International Women’s Day


In the run up to International Women’s Day, we asked the people of Tapestry to share with us some advice they have received over the years, as well as telling us about inspirational women they look up to.


Who do you find an inspirational woman and why?


“Malorie Blackman. MB is a fantastic black British author that has inspired me since childhood. Her books broach uncomfortable subjects such as race and class and makes all of them accessible to all kinds of children and adults alike. The stories she tells are timeless and they will absolutely influence generations to come. She always seems to act graciously and unapologetically.”

“My sister has been the biggest impact in my life. She’s always been a hard working, determined and bossy individual [nothing like me], but because of this, and of the 10 year age gap, she has unknowingly shaped a lot of my life. For example, since I was seven I had just assumed everyone goes to University, so it was always my plan to do the same. Funnily enough, I ended up going to the same one that she did. In later years she introduced me to the media industry through various work-experiences, which evidently I have again followed. Even today I am learning from her. It’s great to have someone so close to home to guide you through the right paths. One day I hope to make a name for myself like she has! Weird as it is to say, my sister is my hero.”

“Emily Davidson of course, who died for our right to vote.”

“My Auntie Herta wasn’t related to me but I still called her Auntie. She moved over to the UK in her 20s to escape Germany during the second World War, leaving behind her entire family and everyone she loved. She began working as a carer for my Great-Grandad and became best friends with my Grandma as they were a similar age. She became like a second mum to my dad, then like a third grandparent to me. She was hilarious, cheeky and the most caring person I’ve ever met. Also she made the best apple crumble.”

“My mother- she worked hard to get to where she is in her career whilst raising three children incredibly well.”

“Florence Welch – the coolest woman in music!!”

“My Mum. She constantly has a positive outlook on life and creates happiness and laughter wherever she goes, no matter what she is faced with.”

“Within the working world – Mary Portas.”

“Edith Cavell – A famous example of a woman of extraordinary moral conviction, a nurse in Belgium during the 1st World War who treated combatants of both sides, and was eventually shot under German military law for aiding the escape and repatriation of Allied soldiers. Her words from the night before her execution are inscribed on the memorial statue at Trafalgar Square” “Patriotism is not enough. I must have no hatred or bitterness towards anyone.””

“Joni Mitchell – In her own words a woman of heart and mind, she is perhaps the most gifted songwriter and musician of her generation, proudly independent in spirit, her mercurial nature repeatedly baffled record company executives in seeking greater and more diverse ways to express her muse, sometimes leaving even fans puzzling over her direction. Partly to compensate for the polio she suffered as a teenager she developed more than 40 different guitar tunings which add extraordinary textures to her earlier work, before heading towards ever more complex musical settings and rarified jazz collaborators. Again and again she has kicked against the (mostly) men who sought to limit what she could achieve in life and music, while producing many paintings which grace the walls of serious collectors. She is an glorious example of what can be achieved by a woman of spirit and talent, a wonderful inspiration to all women, and perhaps a few men…”
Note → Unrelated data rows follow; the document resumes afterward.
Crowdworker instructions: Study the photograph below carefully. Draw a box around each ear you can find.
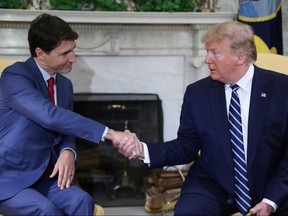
[236,52,247,65]
[35,47,46,60]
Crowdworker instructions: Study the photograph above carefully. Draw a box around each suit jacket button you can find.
[227,198,233,204]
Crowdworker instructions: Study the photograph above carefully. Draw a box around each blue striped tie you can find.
[229,84,252,214]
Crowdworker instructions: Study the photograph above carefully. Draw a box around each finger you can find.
[50,165,59,178]
[118,148,131,158]
[249,209,256,215]
[58,170,65,189]
[66,172,73,188]
[128,140,142,158]
[57,165,68,189]
[118,140,133,153]
[68,171,74,178]
[115,136,129,149]
[249,205,260,216]
[134,140,142,156]
[125,146,136,158]
[121,138,135,152]
[128,154,136,160]
[60,170,73,190]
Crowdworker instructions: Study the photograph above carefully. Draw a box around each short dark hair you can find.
[28,13,79,57]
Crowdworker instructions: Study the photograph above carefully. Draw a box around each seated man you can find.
[0,13,139,215]
[117,21,288,216]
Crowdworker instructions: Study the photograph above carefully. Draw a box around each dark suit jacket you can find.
[147,66,288,208]
[0,57,106,200]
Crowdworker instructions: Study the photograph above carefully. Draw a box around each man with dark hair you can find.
[0,13,140,215]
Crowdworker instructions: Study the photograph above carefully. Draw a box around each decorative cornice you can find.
[0,9,237,67]
[0,9,236,25]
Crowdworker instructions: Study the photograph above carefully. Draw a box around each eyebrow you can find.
[61,44,76,55]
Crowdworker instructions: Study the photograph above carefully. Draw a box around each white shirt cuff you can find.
[101,127,108,142]
[262,198,277,212]
[140,142,151,164]
[62,148,77,160]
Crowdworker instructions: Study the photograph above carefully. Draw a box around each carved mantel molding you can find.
[0,9,236,68]
[0,9,235,25]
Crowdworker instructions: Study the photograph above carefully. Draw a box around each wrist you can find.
[138,142,145,159]
[104,128,115,141]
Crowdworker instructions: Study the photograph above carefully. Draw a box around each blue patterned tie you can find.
[229,84,252,214]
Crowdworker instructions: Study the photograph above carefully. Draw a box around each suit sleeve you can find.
[0,71,106,144]
[147,85,201,168]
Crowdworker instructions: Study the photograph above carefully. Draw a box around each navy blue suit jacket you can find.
[0,57,106,200]
[147,66,288,208]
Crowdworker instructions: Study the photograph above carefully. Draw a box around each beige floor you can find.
[104,206,173,216]
[103,206,245,216]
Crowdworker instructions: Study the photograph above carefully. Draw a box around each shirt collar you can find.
[225,64,254,92]
[35,61,56,83]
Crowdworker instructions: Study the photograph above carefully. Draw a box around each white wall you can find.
[282,0,288,55]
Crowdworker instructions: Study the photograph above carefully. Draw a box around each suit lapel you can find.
[247,67,270,171]
[26,57,51,99]
[26,58,71,109]
[55,75,64,108]
[208,80,234,168]
[55,75,72,109]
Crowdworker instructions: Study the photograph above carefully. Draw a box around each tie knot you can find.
[230,84,239,92]
[47,77,54,87]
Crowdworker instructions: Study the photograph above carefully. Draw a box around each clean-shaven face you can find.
[41,40,76,75]
[204,37,240,84]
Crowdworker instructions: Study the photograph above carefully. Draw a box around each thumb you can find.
[249,205,260,215]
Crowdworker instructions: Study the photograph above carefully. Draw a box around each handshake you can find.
[105,128,144,159]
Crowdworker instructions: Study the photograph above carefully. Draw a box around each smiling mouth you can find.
[64,64,73,69]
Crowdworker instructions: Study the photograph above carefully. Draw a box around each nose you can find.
[68,51,76,63]
[204,53,212,64]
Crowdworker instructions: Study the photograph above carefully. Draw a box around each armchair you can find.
[255,53,288,75]
[0,59,19,75]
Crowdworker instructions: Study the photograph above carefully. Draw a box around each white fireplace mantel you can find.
[0,9,235,24]
[0,10,236,68]
[0,9,236,141]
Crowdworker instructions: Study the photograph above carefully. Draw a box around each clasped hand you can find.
[110,129,143,159]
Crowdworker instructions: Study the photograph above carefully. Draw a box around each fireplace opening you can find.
[73,93,163,207]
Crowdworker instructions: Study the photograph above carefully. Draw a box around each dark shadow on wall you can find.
[65,56,94,93]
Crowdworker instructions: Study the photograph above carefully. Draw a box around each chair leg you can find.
[94,204,105,216]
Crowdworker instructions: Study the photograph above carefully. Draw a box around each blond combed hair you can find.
[202,21,257,64]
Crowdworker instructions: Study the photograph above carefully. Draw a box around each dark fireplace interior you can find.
[73,93,163,207]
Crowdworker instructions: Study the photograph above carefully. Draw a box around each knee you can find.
[35,202,62,215]
[84,191,94,204]
[67,190,94,215]
[174,201,192,216]
[73,190,94,210]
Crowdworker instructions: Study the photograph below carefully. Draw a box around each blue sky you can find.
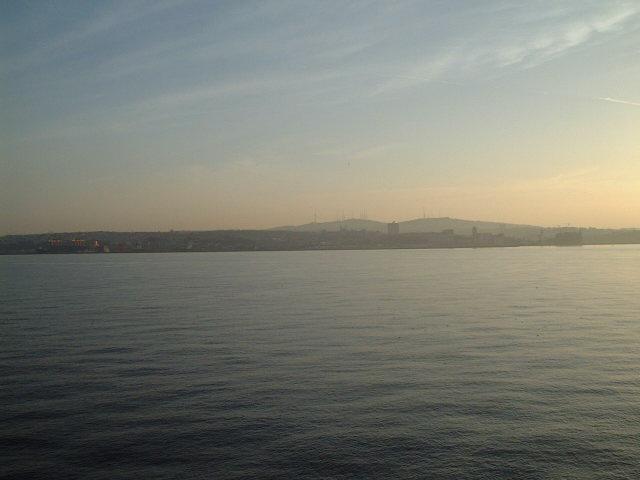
[2,0,639,233]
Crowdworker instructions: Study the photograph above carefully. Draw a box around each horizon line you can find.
[4,215,640,237]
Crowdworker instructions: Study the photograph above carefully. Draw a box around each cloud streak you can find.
[596,97,640,108]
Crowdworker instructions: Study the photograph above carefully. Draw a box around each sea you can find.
[1,246,639,479]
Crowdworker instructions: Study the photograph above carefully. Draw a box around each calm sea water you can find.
[1,246,639,479]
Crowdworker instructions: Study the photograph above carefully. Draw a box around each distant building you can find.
[388,222,400,235]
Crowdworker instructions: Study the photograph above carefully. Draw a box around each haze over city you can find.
[2,0,639,234]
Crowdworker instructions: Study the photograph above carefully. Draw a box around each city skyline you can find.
[2,0,639,234]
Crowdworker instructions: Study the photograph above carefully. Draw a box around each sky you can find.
[1,0,639,234]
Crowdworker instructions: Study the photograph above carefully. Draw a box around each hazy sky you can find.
[2,0,639,234]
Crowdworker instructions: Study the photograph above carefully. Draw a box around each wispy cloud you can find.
[368,2,638,95]
[368,54,458,96]
[2,0,190,75]
[499,4,638,69]
[596,97,640,108]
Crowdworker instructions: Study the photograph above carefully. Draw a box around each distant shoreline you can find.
[5,242,640,256]
[4,220,640,255]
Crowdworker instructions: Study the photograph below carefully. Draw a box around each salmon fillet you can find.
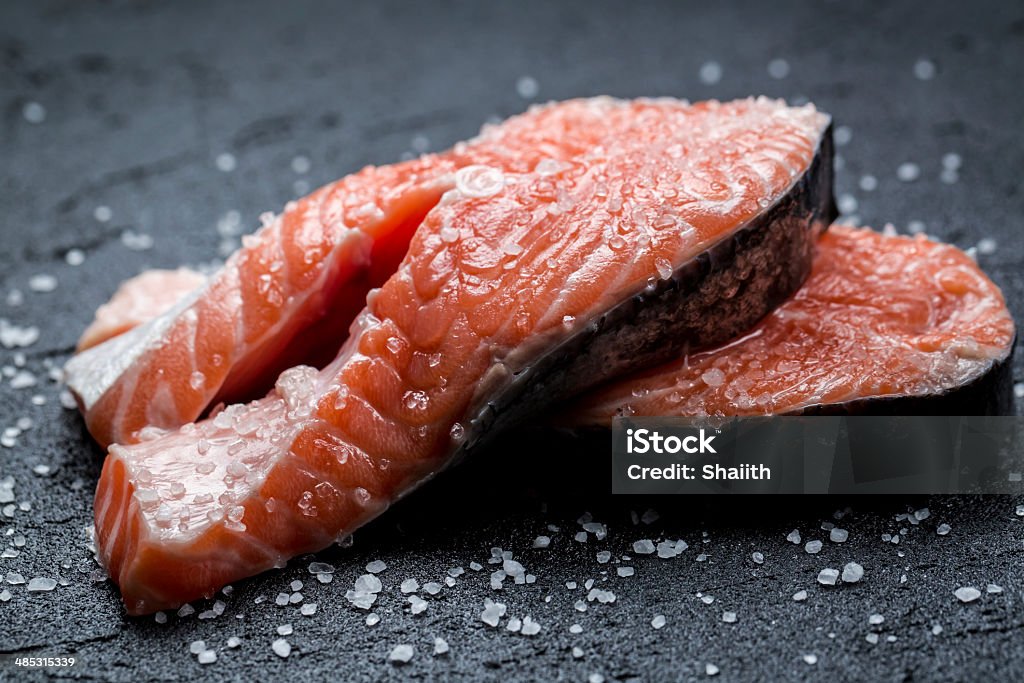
[91,97,834,613]
[69,97,718,448]
[564,225,1016,422]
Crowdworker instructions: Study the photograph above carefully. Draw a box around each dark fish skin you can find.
[793,340,1015,417]
[461,126,837,458]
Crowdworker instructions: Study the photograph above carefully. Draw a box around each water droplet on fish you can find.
[403,390,428,411]
[450,422,465,443]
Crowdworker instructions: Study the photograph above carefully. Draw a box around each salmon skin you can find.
[90,97,834,614]
[69,97,710,448]
[564,225,1016,424]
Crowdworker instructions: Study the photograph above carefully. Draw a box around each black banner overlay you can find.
[611,416,1024,495]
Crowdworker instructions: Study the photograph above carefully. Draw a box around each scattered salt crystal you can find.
[409,595,427,615]
[869,613,885,625]
[355,574,382,593]
[616,566,634,577]
[366,613,380,626]
[752,552,764,564]
[215,153,237,172]
[121,230,154,251]
[190,640,206,654]
[932,624,943,635]
[802,654,818,665]
[632,539,655,555]
[27,577,56,591]
[937,523,951,536]
[271,638,291,658]
[308,561,334,574]
[805,540,822,554]
[22,101,46,124]
[570,623,583,634]
[300,603,317,616]
[977,238,997,255]
[651,614,666,629]
[197,650,217,664]
[706,663,720,676]
[767,58,790,79]
[897,162,920,182]
[722,611,737,623]
[366,559,387,574]
[866,633,879,644]
[8,572,27,584]
[837,193,858,214]
[699,61,722,85]
[913,58,936,80]
[177,603,195,617]
[792,590,808,602]
[954,586,981,603]
[830,528,849,543]
[516,76,539,99]
[533,535,551,549]
[574,531,588,543]
[521,616,541,635]
[597,551,612,564]
[701,595,715,605]
[433,637,449,656]
[401,578,419,594]
[786,529,801,544]
[480,599,507,627]
[987,584,1003,594]
[227,636,241,648]
[291,155,311,174]
[423,582,442,595]
[817,568,839,586]
[0,589,9,602]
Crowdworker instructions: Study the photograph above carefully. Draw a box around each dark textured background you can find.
[2,1,1023,681]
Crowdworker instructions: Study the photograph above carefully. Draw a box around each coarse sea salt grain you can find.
[805,540,822,554]
[272,638,291,658]
[388,644,414,663]
[897,162,921,182]
[632,539,655,554]
[767,58,790,79]
[955,586,981,603]
[792,590,808,602]
[786,529,801,544]
[699,61,722,85]
[913,58,936,80]
[516,76,539,99]
[817,568,839,586]
[651,614,666,629]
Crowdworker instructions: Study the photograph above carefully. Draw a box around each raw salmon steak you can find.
[70,97,726,448]
[92,97,835,613]
[77,268,208,352]
[564,225,1016,423]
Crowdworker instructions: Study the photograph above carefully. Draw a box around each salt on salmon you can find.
[564,225,1016,423]
[69,97,714,448]
[90,97,834,614]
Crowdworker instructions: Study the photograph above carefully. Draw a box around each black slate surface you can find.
[2,1,1023,681]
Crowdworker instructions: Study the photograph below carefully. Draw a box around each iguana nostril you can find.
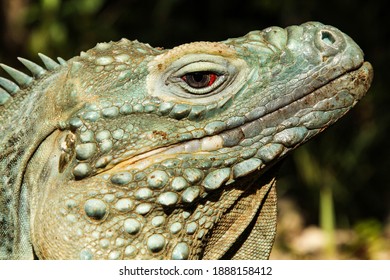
[321,30,337,45]
[314,27,346,57]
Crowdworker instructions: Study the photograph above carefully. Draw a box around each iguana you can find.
[0,22,373,260]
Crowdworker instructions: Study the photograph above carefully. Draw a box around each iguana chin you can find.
[0,22,373,260]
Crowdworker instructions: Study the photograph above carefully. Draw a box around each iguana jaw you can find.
[52,23,372,183]
[104,61,373,177]
[95,23,373,178]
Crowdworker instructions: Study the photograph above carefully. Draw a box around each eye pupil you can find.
[182,72,217,89]
[192,73,206,82]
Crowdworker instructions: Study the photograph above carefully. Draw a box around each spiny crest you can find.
[0,54,67,105]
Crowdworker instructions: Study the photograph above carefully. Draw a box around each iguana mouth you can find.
[103,61,373,175]
[105,134,224,173]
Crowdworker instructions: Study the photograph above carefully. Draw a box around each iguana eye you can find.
[178,69,226,95]
[181,72,218,89]
[148,52,248,102]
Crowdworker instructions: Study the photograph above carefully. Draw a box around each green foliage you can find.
[23,0,105,56]
[350,219,387,259]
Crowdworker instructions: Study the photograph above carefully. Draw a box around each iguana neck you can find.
[0,67,73,259]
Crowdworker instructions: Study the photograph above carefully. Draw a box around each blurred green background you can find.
[0,0,388,259]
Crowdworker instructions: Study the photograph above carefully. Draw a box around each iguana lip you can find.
[303,61,373,105]
[241,60,371,123]
[108,134,224,172]
[102,61,373,174]
[220,61,373,144]
[316,61,373,100]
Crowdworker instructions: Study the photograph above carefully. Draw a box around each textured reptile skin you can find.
[0,22,373,259]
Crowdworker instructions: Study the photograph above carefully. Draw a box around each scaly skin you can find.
[0,22,373,259]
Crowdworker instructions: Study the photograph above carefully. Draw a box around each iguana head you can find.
[0,22,372,259]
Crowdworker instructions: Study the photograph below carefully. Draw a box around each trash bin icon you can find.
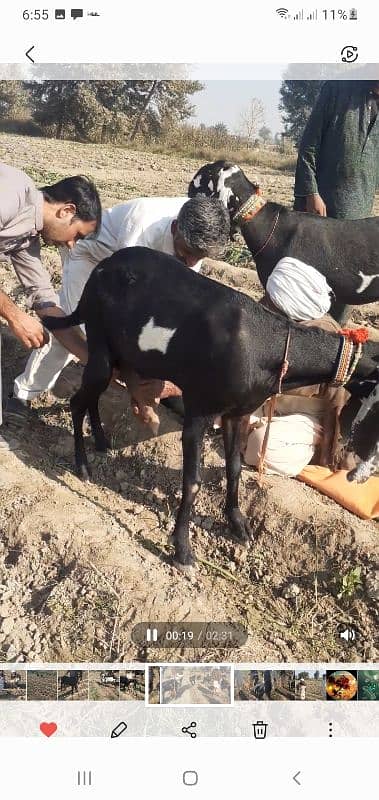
[253,721,268,739]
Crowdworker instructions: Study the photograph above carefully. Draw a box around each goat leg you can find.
[88,401,111,452]
[70,390,92,480]
[70,350,112,480]
[222,415,253,543]
[172,413,209,570]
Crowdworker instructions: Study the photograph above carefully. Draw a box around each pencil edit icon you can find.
[111,722,127,738]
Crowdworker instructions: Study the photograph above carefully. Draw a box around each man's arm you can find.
[294,82,334,215]
[0,289,46,349]
[37,304,88,364]
[11,238,88,363]
[10,236,59,309]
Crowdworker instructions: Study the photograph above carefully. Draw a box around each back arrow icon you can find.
[26,46,35,63]
[293,771,301,786]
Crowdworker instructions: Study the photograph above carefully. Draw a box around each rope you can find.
[258,325,291,485]
[252,210,281,260]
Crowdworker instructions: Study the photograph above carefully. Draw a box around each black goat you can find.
[60,673,79,696]
[188,160,379,310]
[43,247,379,569]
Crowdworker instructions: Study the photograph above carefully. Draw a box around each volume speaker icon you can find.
[339,626,356,642]
[276,8,289,16]
[146,627,158,642]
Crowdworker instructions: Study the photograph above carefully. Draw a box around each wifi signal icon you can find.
[276,7,289,16]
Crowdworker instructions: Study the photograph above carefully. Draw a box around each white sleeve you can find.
[116,201,151,250]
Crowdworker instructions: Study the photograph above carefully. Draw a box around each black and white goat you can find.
[341,377,379,482]
[43,247,379,569]
[188,160,379,311]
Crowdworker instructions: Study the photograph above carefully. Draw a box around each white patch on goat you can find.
[138,318,177,355]
[193,175,201,188]
[208,179,214,192]
[352,383,379,430]
[356,270,379,294]
[216,165,240,208]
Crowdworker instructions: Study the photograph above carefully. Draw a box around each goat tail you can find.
[43,306,83,331]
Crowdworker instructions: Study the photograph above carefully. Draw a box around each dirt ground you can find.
[0,133,378,666]
[27,670,58,700]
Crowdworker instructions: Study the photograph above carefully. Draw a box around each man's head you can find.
[171,195,230,267]
[40,175,102,247]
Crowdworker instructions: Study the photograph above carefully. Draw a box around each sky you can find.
[191,81,283,136]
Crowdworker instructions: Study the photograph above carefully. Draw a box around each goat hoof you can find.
[172,544,196,572]
[95,435,111,452]
[173,559,197,575]
[227,509,253,544]
[76,463,92,481]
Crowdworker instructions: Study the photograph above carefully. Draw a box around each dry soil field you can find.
[0,132,378,666]
[27,670,58,700]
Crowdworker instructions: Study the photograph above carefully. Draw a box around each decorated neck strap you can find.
[233,193,267,225]
[332,328,369,386]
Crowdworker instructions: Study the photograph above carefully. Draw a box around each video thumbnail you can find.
[326,670,358,701]
[58,670,88,700]
[358,670,379,700]
[160,666,231,705]
[0,669,26,700]
[234,670,296,701]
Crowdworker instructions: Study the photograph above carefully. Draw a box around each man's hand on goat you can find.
[306,193,327,216]
[8,308,47,349]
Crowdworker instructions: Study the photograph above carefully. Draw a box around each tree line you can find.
[0,79,323,147]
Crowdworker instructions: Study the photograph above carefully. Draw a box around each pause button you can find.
[77,771,92,787]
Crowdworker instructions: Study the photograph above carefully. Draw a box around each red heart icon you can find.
[40,722,57,737]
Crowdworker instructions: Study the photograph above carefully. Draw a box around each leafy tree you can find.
[279,79,323,145]
[26,79,203,143]
[127,80,203,140]
[27,81,109,141]
[0,81,28,119]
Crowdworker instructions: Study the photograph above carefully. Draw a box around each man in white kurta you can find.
[10,195,229,407]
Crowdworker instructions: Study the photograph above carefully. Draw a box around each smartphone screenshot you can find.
[0,1,378,796]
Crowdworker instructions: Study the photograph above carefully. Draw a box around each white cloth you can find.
[14,197,201,401]
[244,412,323,477]
[267,257,333,321]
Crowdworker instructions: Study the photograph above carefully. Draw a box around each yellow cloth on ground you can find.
[298,466,379,520]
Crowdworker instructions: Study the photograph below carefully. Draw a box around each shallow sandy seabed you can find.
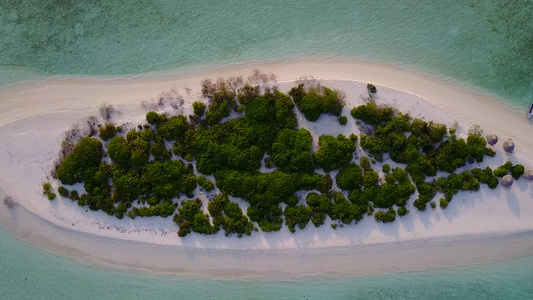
[1,59,532,278]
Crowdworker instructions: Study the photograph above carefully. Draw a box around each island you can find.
[42,73,528,238]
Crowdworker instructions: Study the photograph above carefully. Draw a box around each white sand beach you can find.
[0,60,532,277]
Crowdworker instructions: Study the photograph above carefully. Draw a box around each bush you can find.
[284,205,312,233]
[98,122,117,141]
[43,182,52,194]
[288,84,344,122]
[58,186,69,198]
[350,102,394,126]
[271,128,314,173]
[360,157,372,171]
[338,116,348,125]
[69,190,79,200]
[430,201,437,209]
[511,164,525,180]
[208,194,255,237]
[382,164,391,173]
[56,137,104,185]
[440,197,449,209]
[192,101,207,117]
[336,164,363,191]
[146,111,162,124]
[197,176,215,192]
[313,134,356,172]
[374,209,396,223]
[397,207,409,216]
[367,83,377,94]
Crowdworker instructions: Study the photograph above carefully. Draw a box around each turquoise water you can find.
[1,0,533,298]
[0,0,532,105]
[1,225,532,300]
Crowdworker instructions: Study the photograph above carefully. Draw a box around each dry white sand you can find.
[0,60,532,277]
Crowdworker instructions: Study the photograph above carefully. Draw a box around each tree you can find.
[98,122,118,141]
[289,84,344,121]
[192,101,207,117]
[271,128,314,173]
[56,137,104,185]
[336,164,363,191]
[313,134,356,172]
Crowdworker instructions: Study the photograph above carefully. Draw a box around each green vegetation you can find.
[49,79,520,237]
[98,122,118,141]
[374,209,396,223]
[367,83,377,94]
[338,116,348,125]
[493,161,524,180]
[57,186,69,198]
[314,134,356,172]
[43,182,56,200]
[174,199,212,237]
[289,84,344,121]
[208,194,255,237]
[197,176,215,192]
[192,101,207,117]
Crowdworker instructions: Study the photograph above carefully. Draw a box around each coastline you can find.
[1,60,533,277]
[2,199,533,280]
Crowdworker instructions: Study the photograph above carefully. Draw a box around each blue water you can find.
[0,0,532,105]
[1,0,533,298]
[0,225,532,300]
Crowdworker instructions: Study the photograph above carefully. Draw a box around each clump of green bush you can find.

What advice would you give or have you been given regarding the working environment for women?


“Life can be a bed of roses. Watch out for pricks.”

“Be yourself and always try to have a positive attitude and mindset. Remember that you can only try your best.”

“Stop apologising for something you don’t need to apologise for.”

“Believe in yourself. Don’t be afraid to be passionate, or feel emotion towards something. It’s often seen as a weakness in the workplace but in reality it’s our greatest strength.”

“Don’t be afraid to speak out – we often believe it’s easier not to say when we’ve been mistreated and I have felt like ‘I don’t want to make a fuss’. But having people who tell you to call it out is the motivation you need sometimes.”

“Ask for help/other opinions as much as you can. Take advice from people and try to listen to everyone with a non-biased mindset. Sounds clichéd, but when you become more open to listening, your perspective changes and you get more out of it!”

“If they assume something stereotypical about you, prove them wrong or show them why it makes you better than them.”

“Speak up when you face casual objectification.”

“Be yourself, be brave and make your own decisions and opinions.”

“You don’t always have to grin and bear it.”

“If you’ve achieved something and you’re proud of it, tell others about it. Don’t be shy when it comes to singing your own praises.”

“Admit to your mistakes and try to learn from them. Oldest one in the book but rings true. Something very freeing about being able to admit when you’re wrong and learning to do better. On the flip side of this, acknowledging when you’ve done well and being able to stand up for yourself when you know you’re in the right.”